The IT ministry has directed telecom companies to implement national roaming by the end of this year so that citizens in areas with patchy network coverage can make calls and send messages using any cellular service.
National roaming — to be implemented on motorways, highways and some tourist spots through the Universal Service Fund (USF) — will help users of one network (for example, Ufone) to avail the cellular services of another network (such as Telenor or Jazz). Simply put, you’ll be able to use services of another network if you go out of coverage.
“The telcos have been directed to settle the framework and charges agreement for national roaming with the PTA to implement it before the end of 2022,” IT Minister Syed Aminul Haque said.
He said national roaming would be essential on highways, motorways and at some tourist spots because no company had full coverage at such places.

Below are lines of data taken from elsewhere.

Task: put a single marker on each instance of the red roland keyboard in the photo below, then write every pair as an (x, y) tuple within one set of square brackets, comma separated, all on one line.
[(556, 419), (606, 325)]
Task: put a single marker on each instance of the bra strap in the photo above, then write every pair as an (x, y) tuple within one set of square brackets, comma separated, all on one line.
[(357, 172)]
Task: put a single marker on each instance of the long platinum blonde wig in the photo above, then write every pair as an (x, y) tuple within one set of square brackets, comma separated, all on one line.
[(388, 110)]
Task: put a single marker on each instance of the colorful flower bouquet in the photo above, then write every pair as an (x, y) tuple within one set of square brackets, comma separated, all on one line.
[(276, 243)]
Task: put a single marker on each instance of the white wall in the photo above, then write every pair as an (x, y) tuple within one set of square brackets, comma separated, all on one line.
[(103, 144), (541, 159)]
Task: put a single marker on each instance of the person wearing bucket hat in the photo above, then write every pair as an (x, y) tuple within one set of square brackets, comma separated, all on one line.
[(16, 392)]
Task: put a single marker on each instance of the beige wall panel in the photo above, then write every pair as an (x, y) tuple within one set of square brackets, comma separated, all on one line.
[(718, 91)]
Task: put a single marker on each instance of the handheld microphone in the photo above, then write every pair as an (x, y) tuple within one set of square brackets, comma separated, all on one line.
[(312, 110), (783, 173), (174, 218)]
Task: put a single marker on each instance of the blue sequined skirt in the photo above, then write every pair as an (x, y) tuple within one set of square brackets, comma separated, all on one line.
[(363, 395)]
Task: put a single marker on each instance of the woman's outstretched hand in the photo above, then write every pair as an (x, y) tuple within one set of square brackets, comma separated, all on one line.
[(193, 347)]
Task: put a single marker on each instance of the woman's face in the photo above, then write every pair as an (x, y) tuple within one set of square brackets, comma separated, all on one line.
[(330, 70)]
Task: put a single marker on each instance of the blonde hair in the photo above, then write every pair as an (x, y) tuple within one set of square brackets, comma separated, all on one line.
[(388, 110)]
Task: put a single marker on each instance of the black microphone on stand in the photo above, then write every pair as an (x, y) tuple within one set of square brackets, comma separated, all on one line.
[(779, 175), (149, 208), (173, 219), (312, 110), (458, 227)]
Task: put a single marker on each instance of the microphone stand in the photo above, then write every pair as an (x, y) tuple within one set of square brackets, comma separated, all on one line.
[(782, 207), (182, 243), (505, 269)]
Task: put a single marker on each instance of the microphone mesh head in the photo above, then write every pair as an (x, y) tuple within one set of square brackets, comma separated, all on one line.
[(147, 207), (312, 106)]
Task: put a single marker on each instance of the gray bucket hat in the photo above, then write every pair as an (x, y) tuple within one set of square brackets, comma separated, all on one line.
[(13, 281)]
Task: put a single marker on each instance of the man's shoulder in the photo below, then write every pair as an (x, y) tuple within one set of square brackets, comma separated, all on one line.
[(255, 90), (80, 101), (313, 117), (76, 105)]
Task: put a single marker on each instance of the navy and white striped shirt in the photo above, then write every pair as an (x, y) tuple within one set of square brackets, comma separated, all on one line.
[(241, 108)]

However, telecom companies have yet to agree on call rates they would charge consumers and share with each other.
Meanwhile, national roaming has been made mandatory for all USF projects on motorways and some isolated spots with patchy network coverage.
The USF works under the IT ministry to develop telecommunication services in unserved and underserved areas. It has no government funding and contributions come from 1.5 per cent of the adjusted revenues of telecom operators.
A senior USF official said all technical arrangements had been made to implement national roaming, including security permissions, but the four telecom companies had yet to finalise the rate of national roaming calls.
The official said it had been proposed that the rate of national roaming should be 1.25 or 1.5 times higher than normal rates.
“As a result of national roaming, almost all the highways and motorways will get connected, as not every single company is required to establish its base along the complete route,” the official said.
Currently, the USF projects are under way at M3 and M5 motorways, Coastal Highway and National Highway 50 and 70.
The USF has estimated that out of around 13,000 kilometres of highways and motorways in the country, some 8,000km were not connected with telecom and broadband services.
According to its initial report, Balochistan paints a grim picture, as only 243km of its 4,129km highway network is served while 3,886km is unserved.